Projections show that county population growing to over 140,000 people by 2040, with most of that growth happening in the Missoula Valley.
This land use map that’s getting updated doesn’t have any regulatory bite, but serves as the foundation for any potential policy changes that do carry the force of law, like zoning regs.
Hagemeier says this current draft was developed over the past year by locals from Bonner to Frenchtown. They based their decisions on a set of values and themes.
"People really value having affordable housing," he says. "People value using the existing infrastructure we have today rather than building a whole bunch of new infrastructure. Agricultural lands, open space which includes wildlife habitat, access to recreation are values. Having multi-modal transportation; people like Mountain Line, people like to ride their bikes, people like to walk in Missoula.”
According to county planner Karen Hughes people also like a sense of identity. She points to the Target Range-area on Missoula’s more rural west side as an example.
“This map pretty well reflects many of the things they want: a more rural residential area, the potential for small agricultural activity," Hughes says. "There’s another perspective, though, to consider. There’s an outline of a transportation network there. It’s relatively level ground, with not too many constraints. Although it doesn’t have sewer and water, some people think that’s where growth should be going in the future.”
Even though Missoula County’s draft land use map envisions the bulk of the community’s future growth occurring northwest of town along the I-90 corridor, Hughes says the overall planning process is a tricky balancing act.
“And it will be interesting as we go through the public hearing process to find out whether different areas get tweaked a little, trying to rebalance it so it works the best for this community.”
Missoulian Ryan Frey says he’s glad the county is finally reexamining its growth policy. Frey owns a construction company and is president of the Missoula Building Industry Association.

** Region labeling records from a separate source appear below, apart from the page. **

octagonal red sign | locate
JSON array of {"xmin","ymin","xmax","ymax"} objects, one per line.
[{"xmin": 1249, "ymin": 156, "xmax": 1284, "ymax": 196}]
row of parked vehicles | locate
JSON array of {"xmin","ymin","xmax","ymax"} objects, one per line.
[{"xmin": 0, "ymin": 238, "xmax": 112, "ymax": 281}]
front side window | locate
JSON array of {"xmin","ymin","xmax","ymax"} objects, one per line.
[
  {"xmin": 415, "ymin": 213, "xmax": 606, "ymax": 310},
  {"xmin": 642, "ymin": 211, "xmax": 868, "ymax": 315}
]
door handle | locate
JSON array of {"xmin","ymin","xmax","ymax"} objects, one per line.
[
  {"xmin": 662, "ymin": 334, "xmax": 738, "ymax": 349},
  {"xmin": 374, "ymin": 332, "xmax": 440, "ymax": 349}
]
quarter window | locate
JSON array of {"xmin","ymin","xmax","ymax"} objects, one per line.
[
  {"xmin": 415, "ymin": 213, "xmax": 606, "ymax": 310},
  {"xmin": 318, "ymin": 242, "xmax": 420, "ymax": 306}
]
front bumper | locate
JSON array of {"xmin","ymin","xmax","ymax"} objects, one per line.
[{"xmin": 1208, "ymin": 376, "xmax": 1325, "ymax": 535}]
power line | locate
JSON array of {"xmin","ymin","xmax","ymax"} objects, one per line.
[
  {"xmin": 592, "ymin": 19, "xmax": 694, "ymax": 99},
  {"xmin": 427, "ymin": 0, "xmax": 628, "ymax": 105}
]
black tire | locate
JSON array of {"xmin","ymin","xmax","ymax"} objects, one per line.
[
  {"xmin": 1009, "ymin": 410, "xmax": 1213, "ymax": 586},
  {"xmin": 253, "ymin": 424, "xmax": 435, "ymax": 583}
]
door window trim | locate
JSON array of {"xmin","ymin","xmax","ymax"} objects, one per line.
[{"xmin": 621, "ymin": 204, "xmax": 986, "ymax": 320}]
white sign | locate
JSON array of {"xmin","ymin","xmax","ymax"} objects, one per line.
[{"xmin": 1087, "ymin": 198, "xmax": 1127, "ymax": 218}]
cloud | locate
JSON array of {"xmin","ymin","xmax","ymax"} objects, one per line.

“One of the biggest hurdles builders have is we don’t know until we’ve started what we call the subdivision review process, if neighborhoods can actually be created on a certain piece of land. By having this map, I think it will create a clear path for, ‘Ok, this is going to be reserved for agriculture, this is going to be for future development.’ It’s a road map for us all," Frey says. "I’m pretty excited, and I hope the community can get behind it, and the commissioners can.”
That draft will be available for public comment though November 16. Those comments will be used to revise the map, which will eventually be forwarded to the local planning board and county commissioners who will hold hearings sometime after the new year.